不意に自分を追い越して走っていく女の後ろ姿にハッとした。エリー!声が上げられるはずもないが、彼女の名を呼ぶ。
いつもならココで、エリーは俺の声を聞かずに走り去る……のだが、今日の悪夢は違った。
笑って振り返った彼女が、ラース、と俺を呼ぶ。
いつか聞いた女の声が、嬉しそうに笑う女の声が響く。キャプテン・ラース。俺を呼ぶ声がする。愛しい声が響く。笑う女が腕を広げている。いつもなら俺を置いて行ってしまう女がそこに立っている。笑みを湛えて待っている。俺を、俺を待っている!

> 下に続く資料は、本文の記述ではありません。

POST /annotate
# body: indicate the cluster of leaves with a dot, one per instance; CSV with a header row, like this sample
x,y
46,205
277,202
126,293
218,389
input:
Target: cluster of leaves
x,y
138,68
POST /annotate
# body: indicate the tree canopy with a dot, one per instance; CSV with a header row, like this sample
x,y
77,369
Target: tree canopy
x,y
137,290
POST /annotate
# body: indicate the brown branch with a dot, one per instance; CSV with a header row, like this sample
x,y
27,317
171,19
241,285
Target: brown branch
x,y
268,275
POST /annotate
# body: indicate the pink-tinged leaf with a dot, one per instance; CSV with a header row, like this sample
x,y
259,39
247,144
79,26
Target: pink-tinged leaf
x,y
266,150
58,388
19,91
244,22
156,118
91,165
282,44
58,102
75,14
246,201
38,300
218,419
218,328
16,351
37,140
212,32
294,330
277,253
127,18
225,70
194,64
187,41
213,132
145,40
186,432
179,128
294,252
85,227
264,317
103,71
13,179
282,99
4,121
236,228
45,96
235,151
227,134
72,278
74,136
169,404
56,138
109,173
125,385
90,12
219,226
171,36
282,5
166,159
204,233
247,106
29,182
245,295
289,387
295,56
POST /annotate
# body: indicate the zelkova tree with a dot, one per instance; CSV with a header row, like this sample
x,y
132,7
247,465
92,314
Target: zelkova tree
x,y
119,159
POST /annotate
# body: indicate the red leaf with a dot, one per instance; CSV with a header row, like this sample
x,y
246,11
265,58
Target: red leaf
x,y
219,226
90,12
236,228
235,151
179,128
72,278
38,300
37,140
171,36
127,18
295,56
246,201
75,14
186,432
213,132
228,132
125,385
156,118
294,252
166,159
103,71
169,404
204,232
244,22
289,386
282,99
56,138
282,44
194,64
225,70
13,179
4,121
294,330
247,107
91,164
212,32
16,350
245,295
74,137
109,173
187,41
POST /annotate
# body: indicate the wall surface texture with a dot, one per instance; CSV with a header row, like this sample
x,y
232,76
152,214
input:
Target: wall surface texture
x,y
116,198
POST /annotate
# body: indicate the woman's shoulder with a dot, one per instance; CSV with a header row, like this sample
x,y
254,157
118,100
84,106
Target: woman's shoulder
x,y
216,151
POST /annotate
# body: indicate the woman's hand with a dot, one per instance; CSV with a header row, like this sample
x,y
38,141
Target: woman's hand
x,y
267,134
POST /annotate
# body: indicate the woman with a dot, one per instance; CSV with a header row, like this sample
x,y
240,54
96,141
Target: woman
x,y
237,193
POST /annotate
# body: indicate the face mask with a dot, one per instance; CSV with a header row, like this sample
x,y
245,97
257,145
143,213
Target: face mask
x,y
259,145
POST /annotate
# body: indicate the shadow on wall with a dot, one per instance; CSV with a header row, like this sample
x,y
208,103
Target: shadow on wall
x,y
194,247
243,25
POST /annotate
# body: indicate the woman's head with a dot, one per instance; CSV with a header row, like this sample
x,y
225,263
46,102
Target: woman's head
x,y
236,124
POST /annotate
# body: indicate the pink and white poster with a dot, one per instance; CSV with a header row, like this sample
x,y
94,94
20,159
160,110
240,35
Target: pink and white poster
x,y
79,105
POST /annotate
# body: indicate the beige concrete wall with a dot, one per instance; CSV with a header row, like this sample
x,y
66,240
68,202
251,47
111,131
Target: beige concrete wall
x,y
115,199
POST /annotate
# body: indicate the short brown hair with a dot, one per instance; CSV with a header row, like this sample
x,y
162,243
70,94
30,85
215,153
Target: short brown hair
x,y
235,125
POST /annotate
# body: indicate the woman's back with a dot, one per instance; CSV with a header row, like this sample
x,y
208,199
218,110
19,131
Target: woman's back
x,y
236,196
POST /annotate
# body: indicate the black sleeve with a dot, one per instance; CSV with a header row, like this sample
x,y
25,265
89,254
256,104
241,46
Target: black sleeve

走った。ただ彼女を抱きしめた。ああ、エリー。愛しているよ。美しい君。優しい微笑み、崇高な精神、静謐なその佇まい。全てが美しい、愛しいエリー。その体を腕に収めて、俺は彼女をただ抱きしめる。温もりはない。だって俺か殺してしまったのだから。美しいエリー。骸骨になってもお前は美しい。俺が未来永劫、お前を愛し続けるから安心してくれ。
美しいエリー。俺のエリー。俺の全て。